BAGHDAD, Sept 3 (Reuters) - Iraq has awarded $347.8 million worth of drilling contracts for the Maysan oilfields in the south of the country, a government statement said on Tuesday.
Iraq awarded the contracts to three international oil service companies to drill 39 production wells in the 2.5-billion-barrel Maysan complex being developed by China’s CNOOC and state-run Turkish Petroleum Corporation (TPAO).
U.S. oilfield services company Weatherford was awarded two drilling contracts worth $94.98 million and $82.39 million respectively. China’s Bohai Drilling Engineering Company won a $96.66 million contract, the statement said.
COSL, a specialised oil services unit of CNOOC, was awarded a $73.82 million drilling deal. It was not clear from the statement how many wells each company would drill.
Iraq signed a deal in 2010 with China National Offshore Oil Corp (CNOOC) and TPAO to develop Maysan, comprising several small oilfields, aiming to reach a production target of 450,000 barrels per day by 2016.
In desperate need of cash to rebuild its battered economy after years of war and sanctions, Iraq has struck a series of development contracts with global oil majors that could signal a bonanza for international oil service companies.
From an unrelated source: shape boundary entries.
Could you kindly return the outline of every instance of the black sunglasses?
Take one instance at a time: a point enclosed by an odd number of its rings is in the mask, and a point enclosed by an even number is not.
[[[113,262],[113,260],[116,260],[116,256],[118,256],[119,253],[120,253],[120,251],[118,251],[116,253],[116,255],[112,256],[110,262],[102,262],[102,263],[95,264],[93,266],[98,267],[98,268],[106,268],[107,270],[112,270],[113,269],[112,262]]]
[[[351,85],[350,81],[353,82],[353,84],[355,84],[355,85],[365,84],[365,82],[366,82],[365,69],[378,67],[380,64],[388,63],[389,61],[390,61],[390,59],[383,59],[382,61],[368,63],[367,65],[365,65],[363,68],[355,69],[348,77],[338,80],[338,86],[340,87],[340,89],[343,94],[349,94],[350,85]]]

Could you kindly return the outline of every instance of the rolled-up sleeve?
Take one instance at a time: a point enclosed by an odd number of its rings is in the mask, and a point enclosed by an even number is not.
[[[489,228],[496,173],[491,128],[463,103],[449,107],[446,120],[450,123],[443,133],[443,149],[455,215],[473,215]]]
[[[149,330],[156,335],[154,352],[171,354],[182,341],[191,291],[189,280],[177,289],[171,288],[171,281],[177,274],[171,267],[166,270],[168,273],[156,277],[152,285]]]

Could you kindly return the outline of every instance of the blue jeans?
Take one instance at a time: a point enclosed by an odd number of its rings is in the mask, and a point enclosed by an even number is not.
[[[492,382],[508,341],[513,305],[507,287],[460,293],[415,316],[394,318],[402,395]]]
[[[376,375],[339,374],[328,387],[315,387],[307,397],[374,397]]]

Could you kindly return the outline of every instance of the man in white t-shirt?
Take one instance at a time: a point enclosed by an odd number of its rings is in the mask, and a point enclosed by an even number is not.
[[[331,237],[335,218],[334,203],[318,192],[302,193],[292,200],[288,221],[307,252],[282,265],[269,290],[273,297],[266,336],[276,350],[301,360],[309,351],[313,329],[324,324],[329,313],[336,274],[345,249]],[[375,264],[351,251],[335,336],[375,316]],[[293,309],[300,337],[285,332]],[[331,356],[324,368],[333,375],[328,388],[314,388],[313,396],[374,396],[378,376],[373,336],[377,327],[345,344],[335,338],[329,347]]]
In the same statement, Iraq said it had decided to extend an oil export agreement to supply Jordan with crude for one year, without giving more details.
Jordan’s Information Minister Mohammed al-Momani told the state-run Petra news agency on Tuesday that Iraq’s cabinet had approved an offer to supply $25 million worth of crude to help meet its energy needs.
Jordan, which imports almost all of its energy and commodity needs, has suffered economically from Arab Spring uprisings in the region, which have hit tourism receipts, remittances from Jordanian workers abroad and investment inflows.